Pro-Western Pakistani, Saudi and Turkish circles in touch with al Qaeda and Taliban in Pakistan report that both are absolutely certain they will soon control every bit of the Pakistan-Afghanistan border strip including the North West Frontier Province, as well as sections of southwest Baluchistan and the city of Karachi's outlying region.


They are contemptuous of Asif Ali Zardari and his government in Islamabad and confident it will soon be swept away.


While this may be an exaggeration, even US intelligence sources admit the two violent organizations are on the ascendant in Pakistan; they are expanding their control, gobbling up territory and getting stronger militarily all the time.


Al Qaeda and Taliban are thought by broad Pakistani political, military and intelligence sources to be on the brink of launching a general offensive inside their country to gain more ground and control of more terrain abutting on Afghanistan. In the opinion of those sources, the Pakistani army is in no shape to withstand an al Qaeda-Taliban onslaught.


Last week, the US defense secretary remarked in this regard: “The goals we did have for Afghanistan are too broad and too far in the future.”


He urged a strategy for now that would define “more concrete goals that can be achieved realistically within three to five years in terms of re-establishing control in certain areas, providing security for the population, going after al Qaeda, preventing the re-establishment of terrorism, better performance in terms of delivery of services to the people – some very concrete things.”

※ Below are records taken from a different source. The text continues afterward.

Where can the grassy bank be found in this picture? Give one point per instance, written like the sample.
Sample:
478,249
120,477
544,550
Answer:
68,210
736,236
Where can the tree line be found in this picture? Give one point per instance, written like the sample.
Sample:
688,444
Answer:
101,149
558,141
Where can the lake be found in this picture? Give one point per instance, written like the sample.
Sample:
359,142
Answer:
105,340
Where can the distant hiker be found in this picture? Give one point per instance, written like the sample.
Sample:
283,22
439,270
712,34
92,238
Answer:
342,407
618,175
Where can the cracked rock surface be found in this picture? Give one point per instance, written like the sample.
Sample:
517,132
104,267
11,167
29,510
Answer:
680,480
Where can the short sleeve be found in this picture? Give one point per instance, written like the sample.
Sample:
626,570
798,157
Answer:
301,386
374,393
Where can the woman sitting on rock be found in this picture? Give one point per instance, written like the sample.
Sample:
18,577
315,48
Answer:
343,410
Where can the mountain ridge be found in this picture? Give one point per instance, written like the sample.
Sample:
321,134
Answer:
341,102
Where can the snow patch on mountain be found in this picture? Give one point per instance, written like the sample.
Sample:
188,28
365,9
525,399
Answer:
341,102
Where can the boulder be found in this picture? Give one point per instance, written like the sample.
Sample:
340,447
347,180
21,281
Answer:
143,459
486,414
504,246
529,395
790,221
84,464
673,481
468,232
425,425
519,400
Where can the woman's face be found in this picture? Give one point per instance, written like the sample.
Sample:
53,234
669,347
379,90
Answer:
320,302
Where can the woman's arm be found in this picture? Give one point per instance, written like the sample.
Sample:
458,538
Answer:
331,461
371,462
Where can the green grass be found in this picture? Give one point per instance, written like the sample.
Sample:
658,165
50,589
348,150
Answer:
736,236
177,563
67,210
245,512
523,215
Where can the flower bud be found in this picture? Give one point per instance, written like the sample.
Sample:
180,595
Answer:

Very few military experts believe that a new US envoy, in the controversial person of Richard Holbrooke, frequent US drone strikes in the Pakistan border districts – since Obama took office, two attacks took place in South and North Waziristan killing 21 people – and even a troop surge, will grant the new US administration the three-to-five years sought by Gates.


Was that the time span the US president was thinking of when he talked about making difficult decisions “most immediately?”


If so, they will be too late. Quite soon, the Taliban and al Qaeda will be swarming over yet broader expanses of Pakistan. Whether the new White House likes it or not, the war has solidly crossed the Afghan-Pakistani border and is already burning up much of Pakistan.